Give your computer a makeover by customizing macOS


Right out of the box, you’ll notice that Apple’s macOS is sleek and elegant in its appearance. But there are numerous ways to tweak the operating system’s look, if you want something more in line with your tastes.

After all, you’re likely to spend a lot of time staring at macOS if you have a Mac, so it makes sense to get it looking the way you like. (You can also apply a similar set of customizations to Windows, by the way.)

Even if you don’t want to give your Mac a pixel-by-pixel makeover, it’s handy to know what customization options are available. And if you’re wary of change, note that any edits you make can be easily undone.

Change themes and colors in macOS

screenshot of an Mac laptop's appearance settings
You’ve got three theme options to choose between. Screenshot: Apple

If you open up the Apple menu and then choose System Settings and Appearance, you’ll see you can pick between three main visual themes for macOS: Light, Dark, and Auto (which switches between Light and Dark automatically, depending on the Night Shift settings under Displays in System Settings).

You can then tweak the look of the theme in smaller ways:

  • Select an Accent color to set the color used for emphasis on menus and in dialogs (the default multicolor option uses different colors in different programs).
  • Click the Highlight color to set the color you see when text is highlighted in macOS—again this can be set to multicolor, which means it will vary between applications.

There are also options here for controlling when scroll bars appear on screen and how they behave when they do. Enable Allow wallpaper tinting in windows, and some apps will use a subtle shading effect in places, based on the colors in the wallpaper image you’ve set, which brings us neatly to…

Choose different Mac wallpapers

screenshot of Mac laptop's wallpaper settings page
The right wallpaper can set the tone for your whole desktop. Screenshot: Apple

If you open the Apple menu then pick System Settings and head to the Wallpaper section, you can customize the backdrop image used by macOS. This will often be visible around the sides of your open program windows, so you want to choose something you find easy on the eye. Use something inspiring, or soothing, or fun—it’s up to you.

  • Click any of the thumbnails shown to use images or videos provided by Apple—the videos are marked with a small playback button, and some of the images change their colors as your system changes between light and dark modes.
  • Select Add Photo if you want to pick out an individual image from your system, or Add Folder or Album if you’d like to import a bunch of pictures at once. These are then available as thumbnails you can select.
  • Pick any of the static colors if you’d rather use a single color as your wallpaper. If the shade you want isn’t there, click the + (plus) button to open a more detailed color selector.

With a wallpaper selected, you can use the options at the top of the dialog box to change how the picture is resized to fill the screen, if needed. If you’ve picked a video, you can also have it appear as the macOS screensaver—a static image is used for the desktop backdrop, and then the animated version shows up when the screensaver is enabled.

Modify text size and pointer size

screenshot of mac laptop's text options page showing the options for text size
Text size and pointer options are available. Screenshot: Apple

Text and pointer formatting might not be the most exciting customizations you can make use of on your Mac, but it makes a big difference to the visual experience, and can also be really useful if you’re struggling to see the text at its default size on screen—something that’s more likely if you’ve got a high-resolution monitor hooked up. Open the Apple menu, then System Settings, then pick Accessibility and Display.

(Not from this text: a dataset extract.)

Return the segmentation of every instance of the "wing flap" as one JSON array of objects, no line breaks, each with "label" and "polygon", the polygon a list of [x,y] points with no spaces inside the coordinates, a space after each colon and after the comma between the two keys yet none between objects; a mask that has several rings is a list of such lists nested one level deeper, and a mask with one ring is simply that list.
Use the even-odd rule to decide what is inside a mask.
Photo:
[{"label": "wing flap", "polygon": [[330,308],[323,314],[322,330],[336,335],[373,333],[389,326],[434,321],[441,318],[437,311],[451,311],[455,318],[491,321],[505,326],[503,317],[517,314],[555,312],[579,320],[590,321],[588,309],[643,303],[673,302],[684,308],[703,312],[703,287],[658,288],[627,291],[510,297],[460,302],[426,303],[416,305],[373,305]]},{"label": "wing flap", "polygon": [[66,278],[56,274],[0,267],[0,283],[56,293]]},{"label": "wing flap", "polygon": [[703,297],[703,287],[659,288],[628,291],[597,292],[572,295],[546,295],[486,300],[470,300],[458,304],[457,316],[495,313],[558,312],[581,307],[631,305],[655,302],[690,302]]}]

  • Click on Text size (which will say Default if you haven’t changed it) to configure the size of text on screen. As well as setting an overall text size, you can apply a different setting for individual apps including Mail and Notes.
  • Use the Pointer size slider to change the size of the mouse or trackpad pointer on screen (note you can also shake the pointer to make it larger, if you use it). There are also options for changing the pointer outline and fill color.

Other options on the same screen control the menu bar size, and the contrast and transparency used for various elements in macOS. You’re also able to adjust the overall display contrast, and this can all make items on screen easier to see.

Tweak the dock and menu bar

screenshot of mac laptop with the
Get the dock looking the way you want it to. Screenshot: Apple

Besides the desktop, the dock (at the bottom) and the menu bar (at the top) are the other key elements that make up the macOS interface. You can make changes to the dock by opening the Apple menu, then choosing System Settings and Desktop & Dock.

  • Right at the top you can change the size of items in the dock, and the magnification used when you hover over them.
  • Click Position on screen to move the dock—it can be on the left or the right of the screen, as well as at the bottom.
  • Use the Automatically hide and show the Dock toggle switch to set whether the dock stays visible permanently, or only when you hover over the relevant screen edge.
  • Enable Show suggested and recent apps in Dock if you want to have these apps included in the list, as well as open apps and those you pin (right click on an icon in the dock and choose Options to do this).

There are fewer options for the menu bar, but if you open up Control Center from System Settings, you can choose which app and shortcut icons get shown in the menu bar, as well as have it automatically hide itself when not in use, like the dock.